A Hornby lo conocía, por supuesto, por Alta fidelidad, un libro repleto de nombres de canciones, y de músicos, y de ránkings, y repleto de la idea de que los gustos musicales son algo importante y trascendental. Había imaginado que Hornby sería una especie de melómano consumado, y que este libro supondría al menos una dimensión de análisis erudito. Pero nada que ver. Hornby se declara desconocedor de la materia formal, o al menos no está interesado en ella. Ni en ella ni en la importancia histórica o cultural de las piezas que analiza. Su lista es enteramente personal. En cada uno de estos treinta y un ensayos, aborda una canción que le resulta íntimamente relevante, y explica por qué. En el primero de todos, dedicado a “Thunder Road”, de Springsteen, nos dice:
¿Qué querrá decir todo esto?
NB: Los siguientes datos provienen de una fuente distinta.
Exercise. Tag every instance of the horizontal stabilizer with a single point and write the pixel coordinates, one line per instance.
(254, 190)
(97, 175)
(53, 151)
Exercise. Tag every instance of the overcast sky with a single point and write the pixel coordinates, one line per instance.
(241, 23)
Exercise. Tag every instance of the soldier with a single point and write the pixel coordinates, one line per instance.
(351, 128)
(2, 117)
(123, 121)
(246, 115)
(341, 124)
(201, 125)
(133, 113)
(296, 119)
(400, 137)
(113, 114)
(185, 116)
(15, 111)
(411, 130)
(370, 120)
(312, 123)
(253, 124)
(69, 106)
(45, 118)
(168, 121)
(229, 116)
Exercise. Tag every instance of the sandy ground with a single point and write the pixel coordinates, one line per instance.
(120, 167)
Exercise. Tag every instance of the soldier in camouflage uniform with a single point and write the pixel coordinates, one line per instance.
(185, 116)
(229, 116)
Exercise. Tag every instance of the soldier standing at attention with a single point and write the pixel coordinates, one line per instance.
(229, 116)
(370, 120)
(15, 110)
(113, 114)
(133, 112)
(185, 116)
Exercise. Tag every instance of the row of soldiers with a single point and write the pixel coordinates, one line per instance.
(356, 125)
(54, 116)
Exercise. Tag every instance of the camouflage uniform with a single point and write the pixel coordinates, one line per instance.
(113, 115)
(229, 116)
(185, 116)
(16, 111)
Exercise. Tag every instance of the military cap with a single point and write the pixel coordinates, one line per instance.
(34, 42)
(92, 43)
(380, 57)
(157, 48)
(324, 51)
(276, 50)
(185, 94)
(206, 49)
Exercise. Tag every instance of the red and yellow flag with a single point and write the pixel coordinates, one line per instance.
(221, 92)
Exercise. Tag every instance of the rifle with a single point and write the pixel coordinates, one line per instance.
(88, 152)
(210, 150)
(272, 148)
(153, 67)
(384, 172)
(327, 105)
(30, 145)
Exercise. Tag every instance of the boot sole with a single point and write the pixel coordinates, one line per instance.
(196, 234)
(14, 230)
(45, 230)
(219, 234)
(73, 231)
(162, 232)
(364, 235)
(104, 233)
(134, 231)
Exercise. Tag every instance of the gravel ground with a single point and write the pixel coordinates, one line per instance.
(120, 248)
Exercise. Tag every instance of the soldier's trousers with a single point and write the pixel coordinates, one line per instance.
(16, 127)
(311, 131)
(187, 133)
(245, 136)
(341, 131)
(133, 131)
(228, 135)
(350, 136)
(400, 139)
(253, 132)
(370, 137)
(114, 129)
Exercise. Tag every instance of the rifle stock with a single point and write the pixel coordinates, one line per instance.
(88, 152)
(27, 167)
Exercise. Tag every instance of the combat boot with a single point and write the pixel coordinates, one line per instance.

Ciertamente, nada que sea verificable en la canción; no es un análisis musical, ni siquiera lírico. Es apenas la impresión de Hornby al escucharla, un enunciado que no tiene propiamente un valor de verdad. No significa nada, excepto que casualmente venga a completar la impresión que uno mismo tenía de la canción antes de escucharla. Lo que la música puede llegar a evocar pertenece al terreno de lo inefable, pero quizás se le pueden poner palabras que de alguna manera se aproximan a la experiencia.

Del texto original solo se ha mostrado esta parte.